My specific problem was that I wanted to diff the output of two processes. You can't do this with normal shell reidrection, the best you can do is:
- send the output of one process to a tempfile
- diff the tempfile and the output of the second process, i.e.:
# /sbin/lsmod >/tmp/lsmod.tmp # ssh sys1 /sbin/lsmod | diff /tmp/lsmod.tmp -
that works, but it requires a temporary file.
The answer to this problem is process substitution. Bash has some process substitution operators (<(foo) and >(foo)) which are very poorly explained in the bash man page (and trust me, I've read that man page a lot). foo can be any command that produces output on stdout. Bash execs the command, creates a named pipe from the output, and replaces the operator with the name of that pipe.
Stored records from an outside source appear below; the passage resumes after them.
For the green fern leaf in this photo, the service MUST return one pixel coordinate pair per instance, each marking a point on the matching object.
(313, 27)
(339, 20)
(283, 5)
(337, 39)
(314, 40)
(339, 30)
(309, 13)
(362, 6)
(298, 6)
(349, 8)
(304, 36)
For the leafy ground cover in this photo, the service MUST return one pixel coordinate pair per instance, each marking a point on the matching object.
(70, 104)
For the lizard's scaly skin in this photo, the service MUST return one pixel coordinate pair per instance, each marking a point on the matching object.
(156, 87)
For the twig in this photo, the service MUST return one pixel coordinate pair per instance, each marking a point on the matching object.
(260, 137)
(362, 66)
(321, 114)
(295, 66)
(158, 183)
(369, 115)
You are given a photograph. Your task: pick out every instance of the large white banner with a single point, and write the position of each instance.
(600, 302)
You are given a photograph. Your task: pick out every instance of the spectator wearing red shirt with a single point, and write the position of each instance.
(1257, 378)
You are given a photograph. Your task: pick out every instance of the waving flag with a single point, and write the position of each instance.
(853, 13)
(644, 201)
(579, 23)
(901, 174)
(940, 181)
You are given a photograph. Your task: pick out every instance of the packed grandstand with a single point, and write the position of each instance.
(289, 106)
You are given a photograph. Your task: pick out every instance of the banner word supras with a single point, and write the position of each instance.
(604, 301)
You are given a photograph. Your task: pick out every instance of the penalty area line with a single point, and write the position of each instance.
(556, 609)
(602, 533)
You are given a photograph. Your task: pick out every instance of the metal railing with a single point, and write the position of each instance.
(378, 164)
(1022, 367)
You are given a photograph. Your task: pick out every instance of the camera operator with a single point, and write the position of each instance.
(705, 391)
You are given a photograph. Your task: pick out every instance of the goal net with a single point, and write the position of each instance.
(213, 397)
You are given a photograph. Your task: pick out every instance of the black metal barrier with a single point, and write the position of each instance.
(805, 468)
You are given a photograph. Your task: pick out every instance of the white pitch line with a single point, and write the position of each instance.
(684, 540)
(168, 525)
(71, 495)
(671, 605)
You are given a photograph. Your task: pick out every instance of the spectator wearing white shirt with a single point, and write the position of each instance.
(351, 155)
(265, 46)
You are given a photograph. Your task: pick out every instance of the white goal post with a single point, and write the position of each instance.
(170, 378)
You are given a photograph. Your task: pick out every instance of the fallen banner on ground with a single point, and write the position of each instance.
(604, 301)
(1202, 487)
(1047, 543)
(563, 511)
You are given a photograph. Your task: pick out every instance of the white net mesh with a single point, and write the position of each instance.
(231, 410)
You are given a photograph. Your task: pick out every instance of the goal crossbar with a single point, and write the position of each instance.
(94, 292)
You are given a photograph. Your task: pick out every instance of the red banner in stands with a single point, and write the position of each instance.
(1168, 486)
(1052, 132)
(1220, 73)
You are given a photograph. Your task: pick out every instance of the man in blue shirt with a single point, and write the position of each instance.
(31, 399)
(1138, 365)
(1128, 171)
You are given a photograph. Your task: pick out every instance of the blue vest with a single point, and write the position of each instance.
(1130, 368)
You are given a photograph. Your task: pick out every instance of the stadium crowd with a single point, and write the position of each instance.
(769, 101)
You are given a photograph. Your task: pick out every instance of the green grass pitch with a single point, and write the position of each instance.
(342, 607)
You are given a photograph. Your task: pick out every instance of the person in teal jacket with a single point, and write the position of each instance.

You can then read stdout from that pipe as you would from a regular file. Thus in this case the output of foo might be fed through the file /dev/fd/64. Now our diff example can be written like this:
# diff <(/sbin/lsmod) <(ssh sys1 /sbin/lsmod)
Note you can stuff stdout into named pipes with the >(foo) operator too, thus the output of a process can be sent into another process which you invoke on the command line. This is more flexible than the standard pipe mechanism.